Arizona State University, Scottsdale AZ

Investigators

Abstract

Sufficiently fast fluid flows over erodible beds of sand and gravel entrain surface particles, which then roll and hop along as bedload. This project aims to develop quantitative predictive relations between fluid flow and bedload transport that more precisely incorporate the role of the fluctuating flow velocities due to turbulence, which always is present. Such relations will apply to the non-uniform or unsteady flows that are ubiquitous in streams and beneath waves and will provide new insight into the formation of erosional and depositional sedimentary features from ripples and dunes to bars and channels to sorting and grading. The project will investigate (1) turbulence structure and bedload transport over simple bedforms such as bedload sheets and low dunes, (2) turbulence structure over abrupt streamwise changes in bed roughness, (3) turbulence structure and the fluctuating forces on fixed natural bed particles, (4) turbulence structure and the fluid forces that act on bedload particles during entrainment, and (5) the modification of fluid velocity and turbulence structure by moving bedload particles.
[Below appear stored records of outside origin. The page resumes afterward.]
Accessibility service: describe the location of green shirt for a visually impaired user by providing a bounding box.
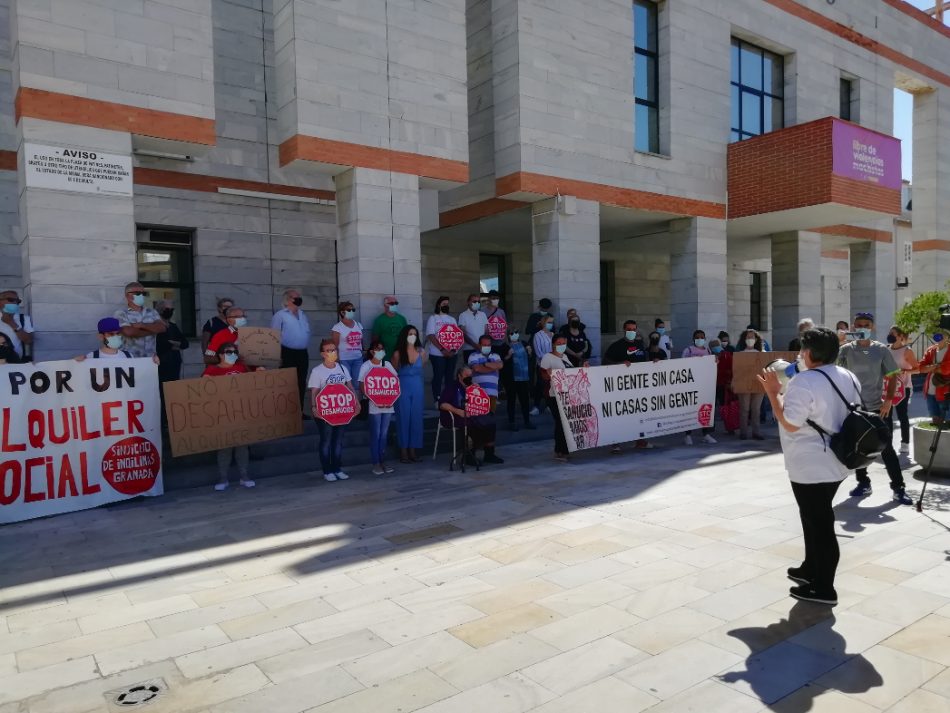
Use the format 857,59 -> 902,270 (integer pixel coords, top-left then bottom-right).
837,341 -> 900,408
372,312 -> 407,359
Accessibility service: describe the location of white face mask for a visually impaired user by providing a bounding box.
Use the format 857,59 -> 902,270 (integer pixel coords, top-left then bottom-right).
510,333 -> 520,342
480,345 -> 491,355
470,302 -> 481,312
105,335 -> 123,349
373,350 -> 385,361
491,299 -> 499,307
232,317 -> 247,328
625,330 -> 637,341
407,334 -> 417,345
131,294 -> 145,307
745,338 -> 756,348
694,338 -> 705,348
223,352 -> 239,365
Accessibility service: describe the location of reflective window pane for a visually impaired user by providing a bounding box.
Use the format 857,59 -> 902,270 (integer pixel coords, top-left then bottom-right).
730,130 -> 741,143
739,45 -> 763,91
741,91 -> 761,135
634,1 -> 657,52
731,84 -> 740,132
765,95 -> 784,131
763,52 -> 783,95
635,53 -> 656,102
731,40 -> 740,84
635,102 -> 658,153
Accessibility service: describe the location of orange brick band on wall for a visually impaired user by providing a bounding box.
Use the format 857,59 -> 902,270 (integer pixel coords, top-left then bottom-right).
914,240 -> 950,252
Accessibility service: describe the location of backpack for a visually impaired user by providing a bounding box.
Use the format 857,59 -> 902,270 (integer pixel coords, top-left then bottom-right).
806,368 -> 891,469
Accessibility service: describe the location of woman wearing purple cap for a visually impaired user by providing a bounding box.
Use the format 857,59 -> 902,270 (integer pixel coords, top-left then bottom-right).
74,318 -> 159,362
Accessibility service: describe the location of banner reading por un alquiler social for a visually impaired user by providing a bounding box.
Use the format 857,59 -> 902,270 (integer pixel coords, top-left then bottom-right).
550,357 -> 717,452
0,359 -> 164,524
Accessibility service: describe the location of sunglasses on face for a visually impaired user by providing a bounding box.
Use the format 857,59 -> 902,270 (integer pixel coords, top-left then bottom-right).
386,301 -> 399,307
3,296 -> 20,304
222,350 -> 239,356
128,291 -> 148,297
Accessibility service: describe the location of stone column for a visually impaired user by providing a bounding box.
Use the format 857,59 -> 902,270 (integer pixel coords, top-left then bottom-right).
668,217 -> 728,354
16,120 -> 136,361
771,231 -> 822,350
531,197 -> 601,360
335,168 -> 423,328
850,241 -> 895,340
911,89 -> 950,295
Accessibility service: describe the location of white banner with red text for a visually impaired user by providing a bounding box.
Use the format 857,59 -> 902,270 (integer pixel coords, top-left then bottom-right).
550,357 -> 717,452
1,359 -> 163,524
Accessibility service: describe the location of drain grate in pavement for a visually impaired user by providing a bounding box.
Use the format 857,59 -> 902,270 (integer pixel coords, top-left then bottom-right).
107,679 -> 167,708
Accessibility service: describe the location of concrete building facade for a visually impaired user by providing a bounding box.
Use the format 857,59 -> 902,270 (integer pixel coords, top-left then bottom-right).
0,0 -> 947,369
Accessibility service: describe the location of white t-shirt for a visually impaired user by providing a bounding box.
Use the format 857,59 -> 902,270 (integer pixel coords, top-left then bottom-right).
85,349 -> 132,359
778,365 -> 861,484
0,314 -> 34,358
658,334 -> 673,359
331,321 -> 364,361
358,360 -> 398,415
307,362 -> 351,391
425,313 -> 459,356
458,309 -> 488,348
539,352 -> 572,371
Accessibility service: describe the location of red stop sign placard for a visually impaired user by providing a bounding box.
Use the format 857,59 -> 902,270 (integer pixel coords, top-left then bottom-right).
437,324 -> 464,352
313,382 -> 358,425
487,315 -> 507,341
465,384 -> 491,417
363,366 -> 401,409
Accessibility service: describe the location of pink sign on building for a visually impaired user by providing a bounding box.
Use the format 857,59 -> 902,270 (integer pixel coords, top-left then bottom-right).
831,121 -> 902,190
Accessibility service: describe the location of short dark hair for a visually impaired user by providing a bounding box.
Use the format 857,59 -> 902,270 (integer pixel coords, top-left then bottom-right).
655,318 -> 665,326
623,320 -> 637,330
433,295 -> 449,313
478,334 -> 492,345
539,298 -> 553,309
801,327 -> 839,365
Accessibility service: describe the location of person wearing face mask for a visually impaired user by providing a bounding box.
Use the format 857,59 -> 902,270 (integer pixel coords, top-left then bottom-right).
531,315 -> 556,415
837,311 -> 912,505
645,331 -> 667,362
525,298 -> 553,338
917,329 -> 950,427
75,318 -> 133,360
273,289 -> 312,410
558,308 -> 591,367
392,325 -> 427,463
205,306 -> 248,364
359,340 -> 398,475
458,292 -> 489,362
886,325 -> 918,454
736,329 -> 766,441
604,321 -> 651,452
682,330 -> 717,445
0,289 -> 34,362
0,333 -> 15,364
709,338 -> 738,436
540,335 -> 577,462
308,339 -> 359,482
836,320 -> 851,346
155,300 -> 189,384
202,297 -> 234,356
202,341 -> 256,491
502,328 -> 535,431
439,366 -> 496,463
464,335 -> 505,464
114,282 -> 166,358
654,318 -> 673,359
371,295 -> 407,361
746,324 -> 771,351
484,289 -> 509,348
425,295 -> 459,403
330,300 -> 363,407
717,331 -> 734,353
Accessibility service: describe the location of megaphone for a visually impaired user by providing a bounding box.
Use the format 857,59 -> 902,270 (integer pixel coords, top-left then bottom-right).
765,359 -> 799,394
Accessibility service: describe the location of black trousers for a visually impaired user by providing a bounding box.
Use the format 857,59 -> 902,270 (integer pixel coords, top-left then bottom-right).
791,480 -> 842,593
281,346 -> 309,409
855,406 -> 904,490
894,386 -> 911,444
505,380 -> 531,423
548,396 -> 567,454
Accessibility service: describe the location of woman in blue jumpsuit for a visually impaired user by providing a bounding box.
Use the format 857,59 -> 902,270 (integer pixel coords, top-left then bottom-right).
392,324 -> 427,463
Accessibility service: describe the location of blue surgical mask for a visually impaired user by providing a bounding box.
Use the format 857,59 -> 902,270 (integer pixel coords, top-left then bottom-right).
935,333 -> 945,343
470,302 -> 481,312
132,294 -> 145,307
388,304 -> 399,314
105,335 -> 123,349
856,328 -> 872,341
2,303 -> 18,315
344,310 -> 355,319
625,330 -> 637,341
233,317 -> 247,328
555,344 -> 567,354
373,350 -> 386,361
223,352 -> 239,365
694,338 -> 705,348
480,346 -> 491,355
657,327 -> 666,335
510,333 -> 520,342
544,322 -> 554,331
712,346 -> 723,354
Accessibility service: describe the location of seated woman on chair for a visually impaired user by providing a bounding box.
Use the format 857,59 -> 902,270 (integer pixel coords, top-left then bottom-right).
438,366 -> 499,464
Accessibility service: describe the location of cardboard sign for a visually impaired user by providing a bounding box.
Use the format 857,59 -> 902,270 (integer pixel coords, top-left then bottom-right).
363,366 -> 401,409
164,368 -> 302,457
731,351 -> 799,394
488,315 -> 508,341
239,327 -> 282,369
437,324 -> 465,352
465,384 -> 491,416
1,359 -> 163,524
550,358 -> 717,452
313,382 -> 358,426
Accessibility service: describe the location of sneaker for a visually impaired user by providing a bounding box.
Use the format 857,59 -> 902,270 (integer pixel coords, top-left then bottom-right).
483,453 -> 505,464
372,466 -> 385,476
684,434 -> 694,446
214,482 -> 229,492
892,488 -> 913,505
787,566 -> 812,585
323,473 -> 338,482
789,584 -> 837,606
239,479 -> 256,488
702,434 -> 718,444
335,471 -> 350,480
849,483 -> 872,497
383,465 -> 395,474
529,407 -> 540,417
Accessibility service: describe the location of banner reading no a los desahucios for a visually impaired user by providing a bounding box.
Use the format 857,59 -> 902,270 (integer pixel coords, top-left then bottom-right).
1,359 -> 164,524
550,357 -> 717,452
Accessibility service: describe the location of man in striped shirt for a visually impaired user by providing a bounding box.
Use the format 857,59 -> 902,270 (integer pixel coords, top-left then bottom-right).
467,334 -> 504,464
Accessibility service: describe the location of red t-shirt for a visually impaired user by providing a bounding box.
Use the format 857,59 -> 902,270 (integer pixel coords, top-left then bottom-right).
206,326 -> 239,357
202,362 -> 249,377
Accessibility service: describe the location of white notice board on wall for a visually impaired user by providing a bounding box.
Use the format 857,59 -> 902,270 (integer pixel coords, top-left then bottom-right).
24,143 -> 133,196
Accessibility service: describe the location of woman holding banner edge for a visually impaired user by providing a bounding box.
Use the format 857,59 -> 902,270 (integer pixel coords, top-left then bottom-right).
202,341 -> 256,491
359,340 -> 398,475
308,338 -> 360,482
540,334 -> 578,463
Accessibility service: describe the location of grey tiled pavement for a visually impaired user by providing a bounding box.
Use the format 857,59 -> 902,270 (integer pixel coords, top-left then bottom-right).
0,427 -> 948,712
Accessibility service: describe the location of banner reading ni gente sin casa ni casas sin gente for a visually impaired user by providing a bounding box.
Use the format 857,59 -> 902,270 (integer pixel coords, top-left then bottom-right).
1,359 -> 163,524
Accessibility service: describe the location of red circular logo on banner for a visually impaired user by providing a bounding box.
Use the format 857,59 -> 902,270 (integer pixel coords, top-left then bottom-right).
465,384 -> 492,417
487,315 -> 508,341
437,324 -> 464,352
363,367 -> 401,409
697,403 -> 714,428
102,437 -> 161,496
313,382 -> 358,425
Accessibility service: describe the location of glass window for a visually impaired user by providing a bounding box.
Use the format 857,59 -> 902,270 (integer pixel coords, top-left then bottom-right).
633,0 -> 659,153
479,253 -> 509,308
136,229 -> 196,336
839,77 -> 853,121
730,38 -> 784,141
749,272 -> 764,331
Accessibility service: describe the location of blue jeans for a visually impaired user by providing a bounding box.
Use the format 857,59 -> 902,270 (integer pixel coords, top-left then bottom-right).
429,353 -> 456,401
342,357 -> 364,401
926,394 -> 950,421
317,420 -> 346,475
369,412 -> 393,464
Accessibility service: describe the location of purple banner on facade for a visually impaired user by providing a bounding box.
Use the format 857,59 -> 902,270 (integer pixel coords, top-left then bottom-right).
832,121 -> 901,190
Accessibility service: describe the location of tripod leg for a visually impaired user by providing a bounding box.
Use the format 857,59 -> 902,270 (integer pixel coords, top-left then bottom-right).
916,425 -> 944,512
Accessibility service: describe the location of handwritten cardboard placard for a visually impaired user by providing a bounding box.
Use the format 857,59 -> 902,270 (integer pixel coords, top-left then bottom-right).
163,368 -> 302,456
731,351 -> 799,394
239,327 -> 282,369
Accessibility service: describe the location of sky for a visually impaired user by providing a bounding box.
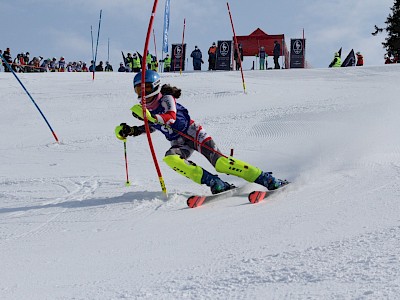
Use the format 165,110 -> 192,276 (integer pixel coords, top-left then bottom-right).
1,63 -> 400,298
0,0 -> 394,69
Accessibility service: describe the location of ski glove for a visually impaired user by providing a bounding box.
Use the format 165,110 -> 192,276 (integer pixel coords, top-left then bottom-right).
115,123 -> 142,141
130,104 -> 157,123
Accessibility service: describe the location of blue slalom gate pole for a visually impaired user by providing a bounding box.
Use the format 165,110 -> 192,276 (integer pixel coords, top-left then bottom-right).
92,9 -> 102,80
0,53 -> 59,143
91,25 -> 95,77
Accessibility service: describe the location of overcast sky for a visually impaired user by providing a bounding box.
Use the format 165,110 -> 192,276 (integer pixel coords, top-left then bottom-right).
0,0 -> 394,69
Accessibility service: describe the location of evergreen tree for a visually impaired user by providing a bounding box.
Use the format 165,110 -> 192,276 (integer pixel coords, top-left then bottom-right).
372,0 -> 400,56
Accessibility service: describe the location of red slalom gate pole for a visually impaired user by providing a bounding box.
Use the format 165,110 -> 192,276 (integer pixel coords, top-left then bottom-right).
141,0 -> 168,197
180,18 -> 186,75
124,141 -> 131,186
227,2 -> 246,93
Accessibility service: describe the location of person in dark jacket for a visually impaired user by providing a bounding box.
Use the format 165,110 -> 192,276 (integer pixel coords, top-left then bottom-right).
2,48 -> 12,72
95,61 -> 104,71
234,44 -> 243,70
273,41 -> 281,69
208,42 -> 217,70
105,61 -> 113,72
89,60 -> 95,72
118,62 -> 126,72
190,46 -> 203,71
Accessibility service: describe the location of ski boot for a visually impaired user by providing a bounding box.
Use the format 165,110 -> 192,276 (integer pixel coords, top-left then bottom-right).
254,171 -> 289,190
202,169 -> 235,194
209,177 -> 235,194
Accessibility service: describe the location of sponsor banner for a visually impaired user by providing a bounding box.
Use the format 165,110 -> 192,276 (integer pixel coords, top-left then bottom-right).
171,44 -> 186,71
216,40 -> 232,71
162,0 -> 171,53
290,39 -> 306,68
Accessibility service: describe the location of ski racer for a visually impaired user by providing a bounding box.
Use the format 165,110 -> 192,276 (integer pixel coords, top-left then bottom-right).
115,70 -> 288,194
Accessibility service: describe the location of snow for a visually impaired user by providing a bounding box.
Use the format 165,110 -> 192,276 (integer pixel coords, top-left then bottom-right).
1,65 -> 400,299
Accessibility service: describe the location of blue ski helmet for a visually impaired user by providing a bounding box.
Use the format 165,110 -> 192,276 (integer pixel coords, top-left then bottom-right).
133,70 -> 161,99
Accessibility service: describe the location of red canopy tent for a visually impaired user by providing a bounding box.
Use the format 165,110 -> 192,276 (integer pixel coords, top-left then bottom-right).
236,28 -> 284,56
235,28 -> 289,68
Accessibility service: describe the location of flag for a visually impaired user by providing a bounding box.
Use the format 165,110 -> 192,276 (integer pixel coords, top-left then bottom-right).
121,51 -> 126,66
338,47 -> 342,58
162,0 -> 171,53
341,49 -> 355,67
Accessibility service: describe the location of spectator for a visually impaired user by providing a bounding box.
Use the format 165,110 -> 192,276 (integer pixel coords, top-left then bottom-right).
118,62 -> 126,72
75,61 -> 82,72
29,57 -> 40,72
72,62 -> 78,72
190,45 -> 203,71
273,40 -> 281,69
356,52 -> 364,66
18,53 -> 26,72
105,61 -> 113,72
150,55 -> 158,71
208,42 -> 217,70
132,53 -> 141,72
22,53 -> 31,72
13,54 -> 21,72
329,52 -> 342,68
259,46 -> 266,70
89,60 -> 95,72
82,62 -> 89,72
146,51 -> 153,70
58,57 -> 66,72
49,58 -> 57,72
234,44 -> 243,71
159,54 -> 171,72
125,53 -> 133,72
40,58 -> 50,72
66,62 -> 73,72
95,61 -> 104,71
2,48 -> 12,72
24,52 -> 30,67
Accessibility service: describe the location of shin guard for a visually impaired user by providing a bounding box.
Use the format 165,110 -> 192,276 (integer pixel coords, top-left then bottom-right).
215,156 -> 262,182
163,155 -> 203,184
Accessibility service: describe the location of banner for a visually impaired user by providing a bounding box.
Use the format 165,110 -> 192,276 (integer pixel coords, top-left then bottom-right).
216,40 -> 232,70
162,0 -> 171,53
290,39 -> 306,68
171,43 -> 186,71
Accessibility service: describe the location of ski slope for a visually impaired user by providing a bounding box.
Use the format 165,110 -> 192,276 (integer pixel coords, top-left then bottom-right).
1,65 -> 400,299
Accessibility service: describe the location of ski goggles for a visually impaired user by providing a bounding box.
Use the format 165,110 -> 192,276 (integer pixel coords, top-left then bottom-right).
134,83 -> 154,95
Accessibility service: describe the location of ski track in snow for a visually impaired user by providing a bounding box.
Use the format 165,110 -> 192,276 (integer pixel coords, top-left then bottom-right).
131,225 -> 400,300
1,67 -> 400,299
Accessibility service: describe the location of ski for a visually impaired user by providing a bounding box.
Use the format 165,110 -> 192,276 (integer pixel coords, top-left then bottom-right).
248,190 -> 270,204
248,182 -> 290,204
187,185 -> 249,208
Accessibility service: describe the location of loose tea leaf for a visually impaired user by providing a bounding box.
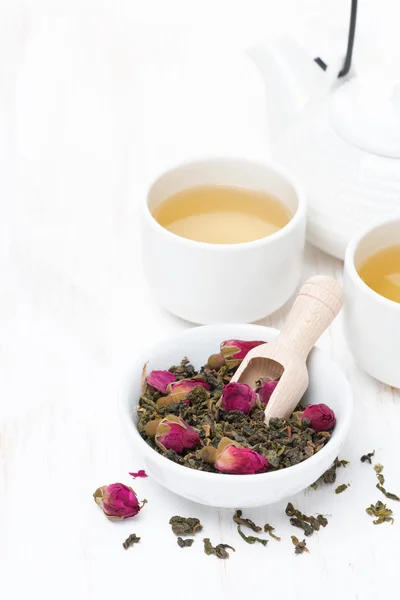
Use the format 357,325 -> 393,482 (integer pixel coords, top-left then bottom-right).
169,516 -> 203,536
335,484 -> 349,494
312,457 -> 349,488
290,517 -> 314,537
366,501 -> 394,524
374,463 -> 384,474
203,538 -> 235,559
361,450 -> 375,464
264,523 -> 281,541
376,484 -> 400,501
233,509 -> 262,533
317,514 -> 328,527
122,533 -> 140,549
291,535 -> 309,554
377,473 -> 385,485
237,525 -> 268,546
177,537 -> 194,548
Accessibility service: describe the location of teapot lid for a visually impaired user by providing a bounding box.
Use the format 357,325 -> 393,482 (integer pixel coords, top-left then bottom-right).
329,77 -> 400,158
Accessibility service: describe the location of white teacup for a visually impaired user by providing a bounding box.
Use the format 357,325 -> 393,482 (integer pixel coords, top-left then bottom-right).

In addition, the project will further develop our discrete-particle computational model for sediment transport by (1) incorporating into it better treatment of the lift forces on bed and bedload particles and of the reaction forces on the fluid as the particles accelerate and (2) coupling it with an existing numerical simulation of turbulent flow over three-dimensional bedforms. The proposed research addresses three intertwined issues: how the forces exerted on particles on the bed and moving over it are related to the temporal and spatial distribution of the near-bed fluid velocities, how the entrainment and motion of those particles are related to the forces, and how the near-bed fluid velocities are modified by the presence of the moving bedload.